Nice job, please add it to WP:ACST so it can be known to a wider audience.
--
Prokonsul Piotrus aka Piotr Konieczny |||____ __ __
I=I====__|_|I__I=>
"Lennier, get us the hell out of here." |||
"Initiating 'getting the hell out of here' maneuver."
-- Ivanova and Lennier in Babylon 5:"The Hour of the Wolf"
Daniel Kinzler wrote:
> My diploma thesis about a system to automatically build a multilingual thesaurus
> from wikipedia, "WikiWord", is finally done. I handed it in yesterday. My
> research will hopefully help to make Wikipedia more accessible for automatic
> processing, especially for applications natural languae processing, machine
> translation and information retrieval.
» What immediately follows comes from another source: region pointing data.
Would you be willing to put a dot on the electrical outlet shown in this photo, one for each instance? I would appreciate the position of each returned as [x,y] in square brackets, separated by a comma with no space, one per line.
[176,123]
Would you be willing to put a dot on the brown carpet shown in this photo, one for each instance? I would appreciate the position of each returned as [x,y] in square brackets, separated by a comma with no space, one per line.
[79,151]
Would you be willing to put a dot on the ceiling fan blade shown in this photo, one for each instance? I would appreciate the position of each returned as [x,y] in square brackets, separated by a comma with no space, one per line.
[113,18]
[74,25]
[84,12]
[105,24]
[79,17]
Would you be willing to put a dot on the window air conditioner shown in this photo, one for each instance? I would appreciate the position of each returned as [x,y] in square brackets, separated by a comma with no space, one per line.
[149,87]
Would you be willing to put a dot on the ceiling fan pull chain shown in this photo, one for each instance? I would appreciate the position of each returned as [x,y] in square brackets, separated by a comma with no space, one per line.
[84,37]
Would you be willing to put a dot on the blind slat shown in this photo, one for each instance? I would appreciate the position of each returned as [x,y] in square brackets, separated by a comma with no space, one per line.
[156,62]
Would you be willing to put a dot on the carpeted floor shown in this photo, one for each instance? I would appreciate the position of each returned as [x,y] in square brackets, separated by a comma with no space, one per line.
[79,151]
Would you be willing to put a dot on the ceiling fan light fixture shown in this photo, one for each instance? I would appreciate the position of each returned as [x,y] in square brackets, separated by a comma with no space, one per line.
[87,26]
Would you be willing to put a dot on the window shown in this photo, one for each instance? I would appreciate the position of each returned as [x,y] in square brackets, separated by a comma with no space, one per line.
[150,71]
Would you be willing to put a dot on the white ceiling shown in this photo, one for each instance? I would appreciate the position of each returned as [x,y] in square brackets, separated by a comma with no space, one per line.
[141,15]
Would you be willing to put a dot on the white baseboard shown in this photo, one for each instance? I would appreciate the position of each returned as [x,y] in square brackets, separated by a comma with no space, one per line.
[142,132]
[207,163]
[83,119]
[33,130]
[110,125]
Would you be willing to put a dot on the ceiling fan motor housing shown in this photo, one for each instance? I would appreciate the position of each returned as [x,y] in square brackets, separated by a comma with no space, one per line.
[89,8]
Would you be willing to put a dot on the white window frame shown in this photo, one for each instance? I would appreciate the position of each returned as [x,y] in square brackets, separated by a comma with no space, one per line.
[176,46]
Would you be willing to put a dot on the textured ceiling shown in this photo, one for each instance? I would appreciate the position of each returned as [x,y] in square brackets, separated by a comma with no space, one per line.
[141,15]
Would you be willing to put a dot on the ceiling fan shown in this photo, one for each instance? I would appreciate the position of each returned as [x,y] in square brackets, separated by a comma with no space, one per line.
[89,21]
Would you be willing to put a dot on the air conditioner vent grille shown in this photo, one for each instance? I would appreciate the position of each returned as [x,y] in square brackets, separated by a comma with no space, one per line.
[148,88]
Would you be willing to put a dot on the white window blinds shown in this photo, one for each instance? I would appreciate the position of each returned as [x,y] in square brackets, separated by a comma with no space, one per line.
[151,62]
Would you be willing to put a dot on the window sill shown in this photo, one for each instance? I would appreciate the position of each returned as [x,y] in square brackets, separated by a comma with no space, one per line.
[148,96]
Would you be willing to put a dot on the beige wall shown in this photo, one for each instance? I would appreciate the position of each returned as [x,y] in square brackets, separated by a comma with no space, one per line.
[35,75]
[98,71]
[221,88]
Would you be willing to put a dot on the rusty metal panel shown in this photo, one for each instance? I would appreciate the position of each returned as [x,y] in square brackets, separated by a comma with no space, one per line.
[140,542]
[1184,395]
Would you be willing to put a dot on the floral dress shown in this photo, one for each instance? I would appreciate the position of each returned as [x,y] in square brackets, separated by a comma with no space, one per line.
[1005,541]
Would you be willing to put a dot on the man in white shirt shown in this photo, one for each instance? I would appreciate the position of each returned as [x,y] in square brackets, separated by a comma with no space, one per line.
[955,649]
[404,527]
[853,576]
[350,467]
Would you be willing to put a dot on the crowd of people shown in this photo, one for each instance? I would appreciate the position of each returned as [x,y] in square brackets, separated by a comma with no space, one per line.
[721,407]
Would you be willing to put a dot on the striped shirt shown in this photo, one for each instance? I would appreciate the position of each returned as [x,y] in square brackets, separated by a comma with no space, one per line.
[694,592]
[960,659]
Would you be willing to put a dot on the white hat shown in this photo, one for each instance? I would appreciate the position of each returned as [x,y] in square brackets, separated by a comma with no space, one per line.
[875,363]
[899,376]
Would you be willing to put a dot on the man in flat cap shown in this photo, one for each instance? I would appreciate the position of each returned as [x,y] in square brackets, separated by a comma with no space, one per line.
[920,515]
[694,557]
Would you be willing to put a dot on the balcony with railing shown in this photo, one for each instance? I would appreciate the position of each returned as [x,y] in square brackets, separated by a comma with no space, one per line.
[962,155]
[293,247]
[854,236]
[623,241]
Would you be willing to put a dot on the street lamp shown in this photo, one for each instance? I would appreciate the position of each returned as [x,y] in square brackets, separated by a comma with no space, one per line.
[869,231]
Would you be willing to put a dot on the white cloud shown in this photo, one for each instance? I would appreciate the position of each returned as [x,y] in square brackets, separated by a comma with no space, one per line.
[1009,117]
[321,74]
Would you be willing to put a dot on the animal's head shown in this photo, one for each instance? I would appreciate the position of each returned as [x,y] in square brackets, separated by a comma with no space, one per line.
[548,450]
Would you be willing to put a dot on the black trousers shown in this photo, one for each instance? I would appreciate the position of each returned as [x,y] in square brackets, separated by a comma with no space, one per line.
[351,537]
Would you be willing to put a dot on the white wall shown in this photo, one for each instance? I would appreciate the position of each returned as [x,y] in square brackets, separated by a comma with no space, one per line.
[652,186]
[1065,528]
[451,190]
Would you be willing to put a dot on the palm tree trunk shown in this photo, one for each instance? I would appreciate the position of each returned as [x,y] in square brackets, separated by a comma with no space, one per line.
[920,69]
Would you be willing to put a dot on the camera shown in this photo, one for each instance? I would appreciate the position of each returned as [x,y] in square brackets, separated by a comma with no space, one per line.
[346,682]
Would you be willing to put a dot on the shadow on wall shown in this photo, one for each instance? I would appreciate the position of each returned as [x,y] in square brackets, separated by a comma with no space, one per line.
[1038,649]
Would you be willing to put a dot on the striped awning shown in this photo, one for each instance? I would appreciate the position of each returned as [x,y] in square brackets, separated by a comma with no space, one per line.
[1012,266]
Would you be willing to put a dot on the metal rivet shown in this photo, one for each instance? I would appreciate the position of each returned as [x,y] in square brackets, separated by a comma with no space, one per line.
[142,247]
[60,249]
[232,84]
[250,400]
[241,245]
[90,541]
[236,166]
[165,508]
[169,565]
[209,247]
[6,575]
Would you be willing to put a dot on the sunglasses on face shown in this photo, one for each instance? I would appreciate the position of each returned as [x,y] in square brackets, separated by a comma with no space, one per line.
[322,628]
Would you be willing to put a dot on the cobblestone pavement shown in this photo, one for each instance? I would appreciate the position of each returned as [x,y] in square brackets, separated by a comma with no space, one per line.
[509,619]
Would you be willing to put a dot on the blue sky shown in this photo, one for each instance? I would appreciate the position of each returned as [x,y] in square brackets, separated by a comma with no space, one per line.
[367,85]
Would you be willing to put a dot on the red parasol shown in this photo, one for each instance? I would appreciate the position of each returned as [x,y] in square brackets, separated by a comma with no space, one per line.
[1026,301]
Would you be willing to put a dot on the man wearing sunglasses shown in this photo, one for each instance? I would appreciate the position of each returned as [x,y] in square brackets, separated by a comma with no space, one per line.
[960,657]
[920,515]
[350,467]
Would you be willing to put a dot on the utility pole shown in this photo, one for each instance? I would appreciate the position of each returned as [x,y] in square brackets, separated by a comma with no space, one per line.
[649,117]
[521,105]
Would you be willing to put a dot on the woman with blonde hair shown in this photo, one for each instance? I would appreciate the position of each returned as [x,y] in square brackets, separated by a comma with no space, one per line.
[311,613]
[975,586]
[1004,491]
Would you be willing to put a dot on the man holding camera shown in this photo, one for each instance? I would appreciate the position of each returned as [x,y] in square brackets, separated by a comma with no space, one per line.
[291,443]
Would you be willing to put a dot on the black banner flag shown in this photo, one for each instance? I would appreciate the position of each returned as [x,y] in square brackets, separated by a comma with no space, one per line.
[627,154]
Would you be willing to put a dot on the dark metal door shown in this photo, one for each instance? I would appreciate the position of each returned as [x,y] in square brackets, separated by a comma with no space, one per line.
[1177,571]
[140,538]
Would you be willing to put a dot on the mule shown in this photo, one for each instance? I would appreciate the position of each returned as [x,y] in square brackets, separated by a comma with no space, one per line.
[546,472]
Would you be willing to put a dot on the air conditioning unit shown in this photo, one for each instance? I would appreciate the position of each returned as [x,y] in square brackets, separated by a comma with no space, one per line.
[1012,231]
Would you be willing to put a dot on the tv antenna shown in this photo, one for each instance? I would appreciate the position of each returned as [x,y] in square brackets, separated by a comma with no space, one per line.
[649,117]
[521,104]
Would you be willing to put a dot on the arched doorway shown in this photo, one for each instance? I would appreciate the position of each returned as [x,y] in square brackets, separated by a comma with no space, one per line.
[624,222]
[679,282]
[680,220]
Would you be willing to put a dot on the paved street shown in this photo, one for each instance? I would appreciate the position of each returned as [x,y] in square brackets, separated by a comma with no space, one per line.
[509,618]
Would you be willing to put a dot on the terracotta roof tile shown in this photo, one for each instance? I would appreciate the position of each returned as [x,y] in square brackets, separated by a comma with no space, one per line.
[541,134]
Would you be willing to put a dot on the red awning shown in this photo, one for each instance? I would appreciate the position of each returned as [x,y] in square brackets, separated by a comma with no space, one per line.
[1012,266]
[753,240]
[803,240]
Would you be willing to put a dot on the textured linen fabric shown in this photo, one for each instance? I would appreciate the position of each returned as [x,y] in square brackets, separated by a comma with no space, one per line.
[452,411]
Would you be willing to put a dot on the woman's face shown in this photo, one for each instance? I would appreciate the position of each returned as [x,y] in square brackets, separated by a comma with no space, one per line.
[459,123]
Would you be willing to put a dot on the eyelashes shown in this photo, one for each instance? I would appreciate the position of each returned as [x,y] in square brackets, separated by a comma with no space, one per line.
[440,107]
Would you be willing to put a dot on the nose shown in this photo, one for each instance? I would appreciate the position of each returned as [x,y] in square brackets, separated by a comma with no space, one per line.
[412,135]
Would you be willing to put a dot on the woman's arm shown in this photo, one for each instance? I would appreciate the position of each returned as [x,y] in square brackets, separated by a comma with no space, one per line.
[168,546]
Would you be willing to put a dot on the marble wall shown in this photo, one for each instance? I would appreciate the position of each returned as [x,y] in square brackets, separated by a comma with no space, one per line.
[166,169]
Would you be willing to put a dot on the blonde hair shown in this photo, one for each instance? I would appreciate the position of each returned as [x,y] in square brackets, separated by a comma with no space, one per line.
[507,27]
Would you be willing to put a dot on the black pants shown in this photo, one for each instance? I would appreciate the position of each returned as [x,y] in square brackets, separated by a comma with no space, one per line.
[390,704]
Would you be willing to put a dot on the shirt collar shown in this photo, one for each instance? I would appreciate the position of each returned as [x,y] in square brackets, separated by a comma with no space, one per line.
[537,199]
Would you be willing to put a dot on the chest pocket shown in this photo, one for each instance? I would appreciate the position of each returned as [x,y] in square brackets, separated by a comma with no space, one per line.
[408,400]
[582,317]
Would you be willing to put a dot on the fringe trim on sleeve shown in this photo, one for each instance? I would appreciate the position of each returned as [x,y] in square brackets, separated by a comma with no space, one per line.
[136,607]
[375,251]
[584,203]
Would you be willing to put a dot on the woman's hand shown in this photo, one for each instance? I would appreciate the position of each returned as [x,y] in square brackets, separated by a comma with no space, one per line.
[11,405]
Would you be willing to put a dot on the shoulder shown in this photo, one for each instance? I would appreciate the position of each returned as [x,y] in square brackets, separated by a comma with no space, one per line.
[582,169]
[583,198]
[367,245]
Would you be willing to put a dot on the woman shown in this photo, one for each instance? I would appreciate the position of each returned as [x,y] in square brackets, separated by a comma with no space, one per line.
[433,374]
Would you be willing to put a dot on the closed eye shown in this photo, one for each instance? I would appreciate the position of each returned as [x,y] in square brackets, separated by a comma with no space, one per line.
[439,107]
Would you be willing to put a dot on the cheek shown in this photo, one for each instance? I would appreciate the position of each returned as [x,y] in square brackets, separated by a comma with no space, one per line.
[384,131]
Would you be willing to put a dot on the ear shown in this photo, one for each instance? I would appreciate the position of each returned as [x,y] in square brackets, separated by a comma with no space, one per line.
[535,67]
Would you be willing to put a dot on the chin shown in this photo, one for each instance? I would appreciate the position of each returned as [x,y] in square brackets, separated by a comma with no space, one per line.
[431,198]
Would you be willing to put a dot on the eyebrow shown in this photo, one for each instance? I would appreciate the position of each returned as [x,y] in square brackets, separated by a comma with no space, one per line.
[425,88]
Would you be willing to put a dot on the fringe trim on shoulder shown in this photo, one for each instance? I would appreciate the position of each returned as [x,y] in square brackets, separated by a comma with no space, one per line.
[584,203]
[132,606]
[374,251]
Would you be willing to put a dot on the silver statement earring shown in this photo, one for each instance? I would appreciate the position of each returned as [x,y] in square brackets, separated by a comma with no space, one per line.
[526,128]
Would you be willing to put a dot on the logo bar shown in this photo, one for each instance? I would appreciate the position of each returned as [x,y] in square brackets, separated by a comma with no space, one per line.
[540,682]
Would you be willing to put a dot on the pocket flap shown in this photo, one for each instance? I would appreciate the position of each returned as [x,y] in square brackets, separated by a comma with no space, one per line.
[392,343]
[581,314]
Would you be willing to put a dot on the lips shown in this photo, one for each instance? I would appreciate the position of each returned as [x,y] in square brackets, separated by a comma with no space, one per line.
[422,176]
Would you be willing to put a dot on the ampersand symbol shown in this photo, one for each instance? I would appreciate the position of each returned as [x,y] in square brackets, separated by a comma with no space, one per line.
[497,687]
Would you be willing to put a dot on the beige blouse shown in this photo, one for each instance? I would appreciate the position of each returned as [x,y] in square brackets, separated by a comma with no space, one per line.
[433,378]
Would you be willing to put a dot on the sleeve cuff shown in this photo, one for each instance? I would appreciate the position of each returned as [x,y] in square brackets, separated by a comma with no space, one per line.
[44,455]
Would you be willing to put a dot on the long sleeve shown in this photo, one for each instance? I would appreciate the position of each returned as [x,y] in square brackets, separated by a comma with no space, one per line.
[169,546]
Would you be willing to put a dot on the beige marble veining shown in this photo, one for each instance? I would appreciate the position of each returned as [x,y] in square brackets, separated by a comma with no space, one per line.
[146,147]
What this could mean for Wikipedia is:
> better search and conceptual navigation, tools for suggesting categories, and more.
>
> Here's the thesis (in German, i'm afraid):
http://brightbyte.de/DA/WikiWord.pdf
>
> Daniel Kinzler, "Automatischer Aufbau eines multilingualen Thesaurus durch
> Extraktion semantischer und lexikalischer Relationen aus der Wikipedia",
> Diplomarbeit an der Abteilung für Automatische Sprachverarbeitung, Institut
> für Informatik, Universität Leipzig, 2008.
>
> For the curious,
http://brightbyte.de/DA/ also contains source code and data.
> See
http://brightbyte.de/page/WikiWord for more information.
>
> Some more data is for now avialable at
>
http://aspra27.informatik.uni-leipzig.de/~dkinzler/rdfdumps/. This includes
> full SKOS dumps for en, de, fr, nl, and no covering about six million concepts.
>
> The thesis ended up being rather large... 220 pages thesis and 30k lines of
> code. I'm plannign to write a research paper in english soon, which will give an
> overview over WikiWord and what it can be used for.
>
> The thesis is licensed under the GFDL, WikiWord is GPL software. All data taken
> or derived from wikipedia is GFDL.